Entende que tal prática é prejudicial à livre concorrência no mercado de compra e venda de energia elétrica, por eliminar a “principal garantia de competitividade em tal ambiente do setor elétrico, qual seja o sigilo dos preços”, bem como “outorga aos agentes que estão entre os de maior porte econômico no setor elétrico uma enorme vantagem competitiva, uma vez que somente esses agentes passam a deter conhecimento sobre os preços praticados por todos os demais”.

O estado de São Paulo, em contrapartida, justificou a adoção da medida com o argumento de que o decreto somente regulamentou o que já está previsto na Lei Complementar 87/96 e na Lei  Estadual 10.619/2000. Segundo ele, havia sonegação de cerca de R$ 250 milhões do ICMS por ano, somente em São Paulo. Além disso, a cobrança por ele instituída não disponibilizaria os preços praticados em cada operação de compra e venda de energia, apenas o preço médio das operações no mercado livre.
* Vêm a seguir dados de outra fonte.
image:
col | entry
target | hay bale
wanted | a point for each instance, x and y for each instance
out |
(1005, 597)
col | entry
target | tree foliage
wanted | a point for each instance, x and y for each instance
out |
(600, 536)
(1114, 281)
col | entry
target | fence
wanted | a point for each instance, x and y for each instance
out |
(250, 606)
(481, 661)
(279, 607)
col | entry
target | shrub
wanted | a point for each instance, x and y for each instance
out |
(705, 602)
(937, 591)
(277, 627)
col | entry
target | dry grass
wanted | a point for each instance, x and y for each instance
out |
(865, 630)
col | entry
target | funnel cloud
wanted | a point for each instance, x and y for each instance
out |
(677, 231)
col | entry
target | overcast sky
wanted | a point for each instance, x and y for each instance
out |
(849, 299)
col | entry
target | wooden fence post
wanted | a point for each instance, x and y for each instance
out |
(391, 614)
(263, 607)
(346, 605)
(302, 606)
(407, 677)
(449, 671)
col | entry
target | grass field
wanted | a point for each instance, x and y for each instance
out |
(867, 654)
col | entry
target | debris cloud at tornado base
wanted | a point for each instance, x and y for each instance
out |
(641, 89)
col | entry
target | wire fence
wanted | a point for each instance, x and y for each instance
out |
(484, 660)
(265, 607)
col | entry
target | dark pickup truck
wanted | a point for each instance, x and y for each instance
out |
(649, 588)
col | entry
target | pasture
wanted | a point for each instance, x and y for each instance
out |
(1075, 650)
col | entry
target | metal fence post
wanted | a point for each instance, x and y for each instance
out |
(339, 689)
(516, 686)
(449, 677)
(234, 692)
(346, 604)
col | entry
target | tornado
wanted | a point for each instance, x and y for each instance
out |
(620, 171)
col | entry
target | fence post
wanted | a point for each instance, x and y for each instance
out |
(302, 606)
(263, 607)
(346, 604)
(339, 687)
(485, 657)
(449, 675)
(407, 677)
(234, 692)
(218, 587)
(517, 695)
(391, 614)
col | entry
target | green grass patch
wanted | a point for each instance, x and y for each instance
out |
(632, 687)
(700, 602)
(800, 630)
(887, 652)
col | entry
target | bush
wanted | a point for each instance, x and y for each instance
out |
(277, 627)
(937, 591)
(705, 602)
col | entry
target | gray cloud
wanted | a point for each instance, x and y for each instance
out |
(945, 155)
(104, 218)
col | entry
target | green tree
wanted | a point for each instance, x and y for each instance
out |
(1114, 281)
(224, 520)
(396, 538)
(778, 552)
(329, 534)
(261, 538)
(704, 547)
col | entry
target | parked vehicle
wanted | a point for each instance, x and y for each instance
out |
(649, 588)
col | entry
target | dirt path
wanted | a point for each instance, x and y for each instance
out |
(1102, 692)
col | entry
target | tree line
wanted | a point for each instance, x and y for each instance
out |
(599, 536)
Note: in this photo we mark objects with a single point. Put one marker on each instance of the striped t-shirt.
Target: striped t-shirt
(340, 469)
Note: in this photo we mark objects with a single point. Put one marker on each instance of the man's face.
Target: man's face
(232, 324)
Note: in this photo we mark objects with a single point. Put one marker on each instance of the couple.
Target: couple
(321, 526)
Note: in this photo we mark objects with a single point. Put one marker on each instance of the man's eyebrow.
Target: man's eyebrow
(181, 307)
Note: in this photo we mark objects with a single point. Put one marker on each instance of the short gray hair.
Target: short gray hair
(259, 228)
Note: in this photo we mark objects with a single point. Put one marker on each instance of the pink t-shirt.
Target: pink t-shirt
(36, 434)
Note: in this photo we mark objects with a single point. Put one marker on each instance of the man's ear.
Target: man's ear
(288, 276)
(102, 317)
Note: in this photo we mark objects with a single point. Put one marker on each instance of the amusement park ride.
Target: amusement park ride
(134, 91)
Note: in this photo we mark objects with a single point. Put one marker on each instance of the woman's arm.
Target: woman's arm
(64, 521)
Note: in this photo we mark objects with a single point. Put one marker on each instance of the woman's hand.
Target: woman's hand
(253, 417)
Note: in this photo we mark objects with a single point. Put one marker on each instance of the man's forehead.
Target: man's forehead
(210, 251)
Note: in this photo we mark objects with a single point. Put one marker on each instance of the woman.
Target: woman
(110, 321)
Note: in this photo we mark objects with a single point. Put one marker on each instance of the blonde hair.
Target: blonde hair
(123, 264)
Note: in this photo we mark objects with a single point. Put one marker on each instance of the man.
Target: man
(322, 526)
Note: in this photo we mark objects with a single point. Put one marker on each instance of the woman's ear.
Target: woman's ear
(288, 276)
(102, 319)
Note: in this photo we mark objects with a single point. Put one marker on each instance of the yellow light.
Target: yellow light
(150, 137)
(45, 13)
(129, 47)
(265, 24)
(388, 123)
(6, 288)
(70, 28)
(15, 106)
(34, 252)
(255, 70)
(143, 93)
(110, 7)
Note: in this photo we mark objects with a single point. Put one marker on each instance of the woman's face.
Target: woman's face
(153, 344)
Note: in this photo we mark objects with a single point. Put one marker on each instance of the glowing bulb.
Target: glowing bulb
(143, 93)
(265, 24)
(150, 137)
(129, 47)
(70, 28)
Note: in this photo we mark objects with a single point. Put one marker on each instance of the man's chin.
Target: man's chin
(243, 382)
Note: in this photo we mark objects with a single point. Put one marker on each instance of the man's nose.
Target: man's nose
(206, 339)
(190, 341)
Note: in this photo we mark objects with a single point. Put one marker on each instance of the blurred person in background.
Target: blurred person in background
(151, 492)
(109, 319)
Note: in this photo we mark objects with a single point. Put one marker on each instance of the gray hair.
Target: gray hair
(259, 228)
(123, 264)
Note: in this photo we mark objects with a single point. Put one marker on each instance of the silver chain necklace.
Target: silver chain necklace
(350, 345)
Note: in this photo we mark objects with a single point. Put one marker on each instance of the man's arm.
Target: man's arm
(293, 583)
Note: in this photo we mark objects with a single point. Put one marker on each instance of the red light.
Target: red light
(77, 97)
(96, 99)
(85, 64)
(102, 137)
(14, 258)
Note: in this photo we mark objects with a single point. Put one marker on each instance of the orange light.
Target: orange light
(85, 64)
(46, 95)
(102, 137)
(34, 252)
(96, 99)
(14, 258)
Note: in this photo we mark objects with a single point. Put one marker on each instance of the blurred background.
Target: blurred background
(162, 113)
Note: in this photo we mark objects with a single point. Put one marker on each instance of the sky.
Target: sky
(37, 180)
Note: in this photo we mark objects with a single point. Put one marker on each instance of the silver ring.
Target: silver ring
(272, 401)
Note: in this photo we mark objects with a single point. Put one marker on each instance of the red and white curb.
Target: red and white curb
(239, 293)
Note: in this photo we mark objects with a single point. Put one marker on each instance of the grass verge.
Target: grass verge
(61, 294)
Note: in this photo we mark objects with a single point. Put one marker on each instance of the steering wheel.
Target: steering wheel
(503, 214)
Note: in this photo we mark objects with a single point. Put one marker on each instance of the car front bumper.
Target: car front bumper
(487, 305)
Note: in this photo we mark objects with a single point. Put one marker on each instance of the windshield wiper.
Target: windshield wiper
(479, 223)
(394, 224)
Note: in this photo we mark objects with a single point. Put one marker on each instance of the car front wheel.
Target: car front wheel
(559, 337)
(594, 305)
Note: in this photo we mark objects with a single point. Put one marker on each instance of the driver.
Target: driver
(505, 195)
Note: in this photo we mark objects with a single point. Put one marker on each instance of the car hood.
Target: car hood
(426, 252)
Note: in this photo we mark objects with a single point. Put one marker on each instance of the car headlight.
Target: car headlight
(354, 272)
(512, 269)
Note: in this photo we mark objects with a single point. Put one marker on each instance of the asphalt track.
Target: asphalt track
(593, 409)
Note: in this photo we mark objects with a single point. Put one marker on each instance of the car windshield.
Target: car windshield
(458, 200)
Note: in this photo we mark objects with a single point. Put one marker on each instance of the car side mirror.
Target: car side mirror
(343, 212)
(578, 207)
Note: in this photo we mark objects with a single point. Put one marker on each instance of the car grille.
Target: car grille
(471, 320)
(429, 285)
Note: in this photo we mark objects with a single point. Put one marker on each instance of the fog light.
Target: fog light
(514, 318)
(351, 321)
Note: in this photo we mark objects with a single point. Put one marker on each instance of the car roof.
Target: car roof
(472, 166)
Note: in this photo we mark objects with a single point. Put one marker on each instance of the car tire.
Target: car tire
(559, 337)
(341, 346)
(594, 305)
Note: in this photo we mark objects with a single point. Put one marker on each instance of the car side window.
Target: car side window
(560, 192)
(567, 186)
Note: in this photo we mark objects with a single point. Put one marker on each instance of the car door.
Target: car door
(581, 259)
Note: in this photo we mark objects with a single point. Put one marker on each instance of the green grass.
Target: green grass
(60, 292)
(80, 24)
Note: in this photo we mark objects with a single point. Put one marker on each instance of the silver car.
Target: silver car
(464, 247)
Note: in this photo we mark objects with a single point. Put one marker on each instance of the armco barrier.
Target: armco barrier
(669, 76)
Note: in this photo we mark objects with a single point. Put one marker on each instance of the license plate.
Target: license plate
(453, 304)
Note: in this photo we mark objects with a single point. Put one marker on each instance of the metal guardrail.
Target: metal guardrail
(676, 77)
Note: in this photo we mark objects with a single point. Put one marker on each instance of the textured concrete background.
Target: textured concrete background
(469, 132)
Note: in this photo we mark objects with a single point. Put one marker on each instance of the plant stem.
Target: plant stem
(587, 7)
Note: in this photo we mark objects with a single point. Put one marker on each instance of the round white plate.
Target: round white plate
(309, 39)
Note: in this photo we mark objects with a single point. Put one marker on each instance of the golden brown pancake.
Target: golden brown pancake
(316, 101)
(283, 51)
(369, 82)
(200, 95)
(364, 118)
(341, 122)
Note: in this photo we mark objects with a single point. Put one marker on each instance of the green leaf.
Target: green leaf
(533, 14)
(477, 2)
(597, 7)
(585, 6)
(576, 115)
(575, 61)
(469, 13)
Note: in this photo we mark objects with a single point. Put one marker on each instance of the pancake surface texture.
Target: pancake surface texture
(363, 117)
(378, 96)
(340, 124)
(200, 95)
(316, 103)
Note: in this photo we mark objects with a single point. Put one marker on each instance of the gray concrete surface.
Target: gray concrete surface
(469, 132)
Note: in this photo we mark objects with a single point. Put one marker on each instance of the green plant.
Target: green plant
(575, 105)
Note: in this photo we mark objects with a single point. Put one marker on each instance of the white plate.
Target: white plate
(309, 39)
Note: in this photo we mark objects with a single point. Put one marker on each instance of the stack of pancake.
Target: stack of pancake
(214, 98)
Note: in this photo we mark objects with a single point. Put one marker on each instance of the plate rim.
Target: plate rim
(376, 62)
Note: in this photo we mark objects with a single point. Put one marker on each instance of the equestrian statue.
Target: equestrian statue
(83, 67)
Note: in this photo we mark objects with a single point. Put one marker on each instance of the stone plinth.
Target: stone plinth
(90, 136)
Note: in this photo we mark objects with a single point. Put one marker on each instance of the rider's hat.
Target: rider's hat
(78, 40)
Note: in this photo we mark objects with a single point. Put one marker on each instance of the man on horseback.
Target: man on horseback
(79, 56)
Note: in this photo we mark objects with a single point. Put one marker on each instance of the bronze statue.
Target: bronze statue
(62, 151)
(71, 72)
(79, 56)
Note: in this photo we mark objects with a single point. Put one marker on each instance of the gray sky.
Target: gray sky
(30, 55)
Ainda segundo o governo paulista, a sistemática de cobrança por ele adotada teria o condão de facilitar o recolhimento do tributo, visto ser difícil fiscalizar as empresas comercializadoras que vendem energia elétrica no mercado livre, que representa cerca de 30% de toda a energia consumida no estado, envolvendo cerca de 600 grandes consumidores. Ademais, alega, muitas dessas empresas comercializadoras até mesmo se localizam fora do estado de São Paulo, dificultando sua fiscalização.

Já as distribuidoras, segundo argumentação do estado, têm a metragem exata da quantidade de energia comercializada neste ambiente de comercialização livre, pois são elas que a fornecem ao consumidor final. Assim, não haveria o risco de distorção nas informações a serem prestadas à Secretaria de Fazenda Paulista para fins de recolhimento do ICMS.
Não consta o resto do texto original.